Scheld was the judge and was smiling at Gabor, as he jumped back and forth between the two males, Quasi and Griff - he did the off leash running, stacking on both, handling for Griff and both koers. All today - thank you to the club, so people form out of town could get down and on the road.

Both males are KK1: Quasi HOT (training, titling, koer) and Griff breeder HOT (training, titling, koer). This makes all our males HOT KK1 (Enzo and Frodo WUSV/FCI, Quasi and Griff - from our breeding).


----------



## robinhuerta (Apr 21, 2007)

Sue,
Your dogs were awesome! Gabor is a very nice man, and handled those 2 boys perfectly.
*BTW...I'm in love with Quasi *...and so were most people there!
Bitework was excellent on both dogs! CONGRATS!!
We were happy to help in any way! ANYTIME!
WONDERFUL DOGS!


----------



## WarrantsWifey (Dec 18, 2010)

Oh wish I was there!!! Any pictures???


----------



## robinhuerta (Apr 21, 2007)

The club took pictures...and Julie Richards (Alta Toll-Haus) was hanging with us...she was taking pictures...someone should have some up within a few days???
Robin


----------



## WarrantsWifey (Dec 18, 2010)

Yay! Quasi is Killians sire! So I'm ALWAYS interested in what goes on with Sue and Quasi!


----------



## robinhuerta (Apr 21, 2007)

Victoria,
Quasi is a very nice male! Full of character and self confidence...he turned quite a few heads today! Sue and Gabor have all the *right* to be highly proud of both those dogs!
Judge Scheld is an excellent judge to present the WL dog to...
He judges each dog fairly...I would recommend him to any owner or breeder of the WL dog.

I can only hope to see more WL's being presented in the near future.


----------



## Smithie86 (Jan 9, 2001)

I can not say enough about the support from Robin and Carlos. People I talked to were suprised that we had not met before and when we asked for support, no hesitation. 

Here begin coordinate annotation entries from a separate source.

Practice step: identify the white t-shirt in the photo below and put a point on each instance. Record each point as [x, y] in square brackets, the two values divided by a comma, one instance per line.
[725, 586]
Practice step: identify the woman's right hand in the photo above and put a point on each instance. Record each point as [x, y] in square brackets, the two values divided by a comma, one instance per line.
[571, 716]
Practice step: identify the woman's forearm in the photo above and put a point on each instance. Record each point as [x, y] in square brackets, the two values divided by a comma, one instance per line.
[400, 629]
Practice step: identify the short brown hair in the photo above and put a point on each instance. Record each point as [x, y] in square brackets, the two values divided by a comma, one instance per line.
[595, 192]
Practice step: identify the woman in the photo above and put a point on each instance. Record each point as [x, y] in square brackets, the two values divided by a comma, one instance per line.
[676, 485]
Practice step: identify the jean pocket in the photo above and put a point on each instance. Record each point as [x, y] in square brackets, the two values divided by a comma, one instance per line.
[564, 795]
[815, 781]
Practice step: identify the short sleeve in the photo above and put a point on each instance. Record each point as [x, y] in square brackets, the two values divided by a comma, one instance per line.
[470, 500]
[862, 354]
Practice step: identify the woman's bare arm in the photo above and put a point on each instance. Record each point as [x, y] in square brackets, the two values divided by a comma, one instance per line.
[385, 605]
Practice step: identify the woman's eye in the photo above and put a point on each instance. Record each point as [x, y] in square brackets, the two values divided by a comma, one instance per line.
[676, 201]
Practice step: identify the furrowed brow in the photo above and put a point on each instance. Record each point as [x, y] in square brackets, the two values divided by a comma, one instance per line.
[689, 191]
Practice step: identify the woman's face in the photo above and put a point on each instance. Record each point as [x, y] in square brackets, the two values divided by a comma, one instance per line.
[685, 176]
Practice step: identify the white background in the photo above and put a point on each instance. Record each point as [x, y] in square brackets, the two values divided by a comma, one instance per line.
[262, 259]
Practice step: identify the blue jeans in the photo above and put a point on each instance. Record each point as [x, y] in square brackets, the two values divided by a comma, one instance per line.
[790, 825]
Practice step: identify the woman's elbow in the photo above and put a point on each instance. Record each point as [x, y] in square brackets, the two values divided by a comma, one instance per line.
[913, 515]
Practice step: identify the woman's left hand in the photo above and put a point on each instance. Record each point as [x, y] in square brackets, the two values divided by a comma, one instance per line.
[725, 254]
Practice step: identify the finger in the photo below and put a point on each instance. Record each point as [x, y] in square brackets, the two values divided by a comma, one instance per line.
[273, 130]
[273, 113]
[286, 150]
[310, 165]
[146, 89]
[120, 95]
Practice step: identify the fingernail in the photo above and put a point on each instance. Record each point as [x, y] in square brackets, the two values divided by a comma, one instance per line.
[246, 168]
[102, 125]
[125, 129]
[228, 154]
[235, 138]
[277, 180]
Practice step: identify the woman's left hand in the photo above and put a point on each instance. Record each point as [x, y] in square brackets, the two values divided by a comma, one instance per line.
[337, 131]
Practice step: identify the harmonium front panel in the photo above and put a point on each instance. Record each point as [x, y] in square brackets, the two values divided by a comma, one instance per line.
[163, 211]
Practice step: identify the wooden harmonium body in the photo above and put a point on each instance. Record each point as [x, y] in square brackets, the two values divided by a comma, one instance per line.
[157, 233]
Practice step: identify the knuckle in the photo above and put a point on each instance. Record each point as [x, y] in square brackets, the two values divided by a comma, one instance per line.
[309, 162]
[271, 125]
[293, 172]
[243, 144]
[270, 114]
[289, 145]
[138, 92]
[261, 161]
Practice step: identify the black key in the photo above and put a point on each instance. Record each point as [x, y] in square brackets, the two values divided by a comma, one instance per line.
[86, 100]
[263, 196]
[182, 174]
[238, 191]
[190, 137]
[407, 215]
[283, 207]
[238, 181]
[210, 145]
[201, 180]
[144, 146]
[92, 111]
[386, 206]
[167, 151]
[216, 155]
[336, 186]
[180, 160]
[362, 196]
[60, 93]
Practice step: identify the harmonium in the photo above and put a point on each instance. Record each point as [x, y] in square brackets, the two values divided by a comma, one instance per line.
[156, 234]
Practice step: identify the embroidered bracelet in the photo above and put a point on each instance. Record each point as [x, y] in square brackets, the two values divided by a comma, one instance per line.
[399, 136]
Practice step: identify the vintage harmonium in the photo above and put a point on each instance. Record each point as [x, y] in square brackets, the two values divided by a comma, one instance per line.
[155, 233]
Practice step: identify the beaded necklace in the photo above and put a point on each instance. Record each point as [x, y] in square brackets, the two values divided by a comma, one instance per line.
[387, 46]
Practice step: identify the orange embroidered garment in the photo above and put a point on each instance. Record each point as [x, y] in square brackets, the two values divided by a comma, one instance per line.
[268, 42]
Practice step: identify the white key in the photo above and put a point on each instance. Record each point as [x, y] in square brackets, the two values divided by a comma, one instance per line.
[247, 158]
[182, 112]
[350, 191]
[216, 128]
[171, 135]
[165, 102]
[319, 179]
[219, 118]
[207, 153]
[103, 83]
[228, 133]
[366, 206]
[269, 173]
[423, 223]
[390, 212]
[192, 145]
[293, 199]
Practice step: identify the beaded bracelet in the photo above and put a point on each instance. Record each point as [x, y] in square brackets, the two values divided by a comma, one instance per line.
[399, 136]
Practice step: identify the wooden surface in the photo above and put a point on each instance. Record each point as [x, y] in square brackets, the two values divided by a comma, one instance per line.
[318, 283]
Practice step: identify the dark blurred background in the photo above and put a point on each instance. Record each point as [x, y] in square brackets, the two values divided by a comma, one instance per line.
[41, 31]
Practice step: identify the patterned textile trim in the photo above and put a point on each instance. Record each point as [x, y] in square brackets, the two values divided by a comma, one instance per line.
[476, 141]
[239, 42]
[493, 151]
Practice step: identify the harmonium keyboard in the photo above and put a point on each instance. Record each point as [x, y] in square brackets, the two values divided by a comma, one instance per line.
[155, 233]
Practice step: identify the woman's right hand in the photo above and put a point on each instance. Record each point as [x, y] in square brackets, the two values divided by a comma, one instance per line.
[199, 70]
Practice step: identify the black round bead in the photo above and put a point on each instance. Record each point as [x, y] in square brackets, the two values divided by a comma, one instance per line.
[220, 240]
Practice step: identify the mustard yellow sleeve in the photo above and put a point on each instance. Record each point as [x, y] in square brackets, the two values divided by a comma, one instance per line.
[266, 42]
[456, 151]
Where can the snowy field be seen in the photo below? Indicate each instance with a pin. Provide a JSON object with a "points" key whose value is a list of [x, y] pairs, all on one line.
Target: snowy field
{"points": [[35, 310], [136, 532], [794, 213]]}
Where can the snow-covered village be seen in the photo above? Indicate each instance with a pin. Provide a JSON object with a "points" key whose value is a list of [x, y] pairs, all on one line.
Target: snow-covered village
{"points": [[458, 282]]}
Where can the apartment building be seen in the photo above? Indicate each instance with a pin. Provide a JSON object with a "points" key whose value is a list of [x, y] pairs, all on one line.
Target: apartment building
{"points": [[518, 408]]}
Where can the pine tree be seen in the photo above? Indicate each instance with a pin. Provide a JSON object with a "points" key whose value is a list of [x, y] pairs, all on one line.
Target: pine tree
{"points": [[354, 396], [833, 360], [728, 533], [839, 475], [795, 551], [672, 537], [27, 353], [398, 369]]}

That is what it should be about. Not based on specific kennel/breeder affiliation, transactions, business, etc - but support. That is how I grew up in the sport years ago and how Menlo Park was when I was in CA. That is how it is with the groups that we know in Europe and some people here. I did not have a dog from Randy Tyson, yet she supported me 1000% in training, titling and showing him, from the time he was a puppy to the day he died.


----------



## Smithie86 (Jan 9, 2001)

robinhuerta said:


> Sue,
> Your dogs were awesome! Gabor is a very nice man, and handled those 2 boys perfectly.
> *BTW...I'm in love with Quasi *...and so were most people there!
> Bitework was excellent on both dogs! CONGRATS!!
> ...


 
:laugh:
That is the running joke with Frod and Quasi. Jim nicknamed Frodo the punk and Quasi the hunk.....


----------



## GSDBESTK9 (Mar 26, 2002)

Congratulations Sue!!!


----------



## GSDElsa (Jul 22, 2009)

Congrats! What a great weekend for all!


----------